Nevertheless, the book’s release is important as a political and cultural event, because it marks the first large-scale recognition — implicit or explicit — by many of the most important American Jewish pundits that there was a Nakba, and that part of any peace will necessitate Israel coming to peace with its past treatment of Palestinians, as well as with those who are alive today.  Shavit is unusual: a dove on the past, but a hawk today.  This contrasts with a Palestinian intellectual in a seminar I organized who asserted he is a moderate on making peace but a radical on the past.  In other words, he recognizes fully that Palestinians will not get their land back nor return to today’s Israel, but that some recognition of what happened in 1948 is absolutely essential for him.  Israel gets most of the land but the Palestinians get to keep most of their history.

 

That, I think, may be the most we can hope for.  And Ari Shavit’s book, almost completely unwittingly, may have helped to move that forward.  I will be writing more about what seems to be the increasing Nakba awareness among American Jews, and how it is a positive (and pro-Israel!) development.

By | 2014-01-05T02:38:00-05:00 January 5th, 2014|Blog|10 Comments

10 Comments

  1. Ira January 5, 2014 at 5:17 am - Reply

    Thanks again Paul for another intelligent and insightful column.

  2. Anonymous January 5, 2014 at 12:02 pm - Reply

    The 972mag’s takedown of Shavit’s chronic drama of “now is the time” is eerily close to that of this takedown of Tom Friedman and “the next six months will decide”. They must have attended the same writing seminar.

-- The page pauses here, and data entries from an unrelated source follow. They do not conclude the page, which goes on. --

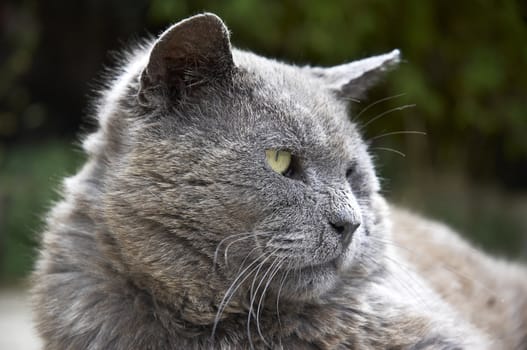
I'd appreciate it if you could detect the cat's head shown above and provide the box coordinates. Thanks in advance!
[96,14,399,308]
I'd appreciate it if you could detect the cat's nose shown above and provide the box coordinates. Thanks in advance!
[329,220,360,247]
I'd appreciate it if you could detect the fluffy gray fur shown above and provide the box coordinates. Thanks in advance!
[34,14,490,350]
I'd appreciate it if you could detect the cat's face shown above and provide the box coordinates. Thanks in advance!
[101,13,398,297]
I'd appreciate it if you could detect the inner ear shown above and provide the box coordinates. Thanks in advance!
[307,50,401,101]
[139,13,234,103]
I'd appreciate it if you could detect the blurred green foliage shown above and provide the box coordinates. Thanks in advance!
[0,0,527,281]
[0,141,84,283]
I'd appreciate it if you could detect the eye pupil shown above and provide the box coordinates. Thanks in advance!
[265,149,292,176]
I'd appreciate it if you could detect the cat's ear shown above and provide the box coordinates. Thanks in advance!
[308,50,401,100]
[138,13,234,104]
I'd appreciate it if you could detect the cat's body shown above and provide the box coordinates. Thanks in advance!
[34,15,527,350]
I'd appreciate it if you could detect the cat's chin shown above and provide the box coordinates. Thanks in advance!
[279,259,340,300]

    http://en.wikipedia.org/wiki/Friedman_Unit

  3. daveed in Princeton January 6, 2014 at 4:50 am - Reply

    Paul, Shavit is not that unusual in being a dove on the past, but a hawk today. Other prominent members of this group include “new” historian Benny Morris, who also has written about the Lydda expulsion in 1948 in Operation Dani, and former Shalom Achshav member and current Minister of Intelligence and Strategic Affairs Yuval Steinitz.

  4. Ralph Seliger January 6, 2014 at 2:09 pm - Reply

    It’s fine and proper that there be more recognition of Israel’s role in the Nakba. But this would be more likely, and more accurate, if such recognition includes Palestinian acknowledgment of their side’s historical wrongs: rejecting the UN’s partition resolution in Nov. 1947 and then immediately launching a wave of attacks against the Jews of Palestine, which included a months’ long siege of Jerusalem.

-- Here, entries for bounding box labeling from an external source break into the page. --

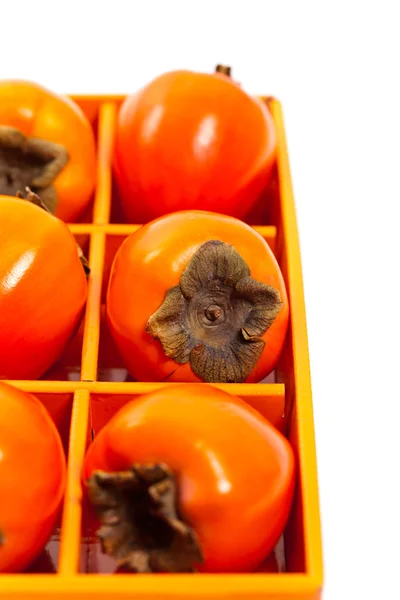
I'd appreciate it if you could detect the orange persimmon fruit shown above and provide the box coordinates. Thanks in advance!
[0,193,87,379]
[0,382,66,573]
[83,384,295,572]
[0,80,96,222]
[106,211,289,383]
[114,67,276,223]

    I dare say that peace would be advanced if both sides acknowledged this more complex truth. Otherwise, I think that laying blame for the Nakba should mostly be left for writers and historians, lest debates about history undermine a more peaceful future.

  5. Paul L. Scham January 6, 2014 at 4:30 pm - Reply

    Thanks for the comments,as always.

    Daveed, you’re right about Morris but I don’t think Steinitz accepts Morris’s or Shavit’s view of the past. But it’s an unusual position; I’ll think about its implications.

    Ralph, my point is that the Nakba is NOT history for Palestinians; it’s a current issue that they feel have to be dealt with in any final settlement. I’m not supporting that; I’m reporting what I see. You talk about a pragmatic process of recognizing mistakes and current realities and moving on; in my view that simply won’t work. I suggest you discuss it with some Palestinians; moderate ones who fully accept a two-state solution, and see if they feel they can do what you suggest. My experience over many years suggests otherwise, which is why I’ve emphasized narratives and why I said, only partially tongue in cheek; Israel will get most of the land but the Palestinians will have to get to keep their history.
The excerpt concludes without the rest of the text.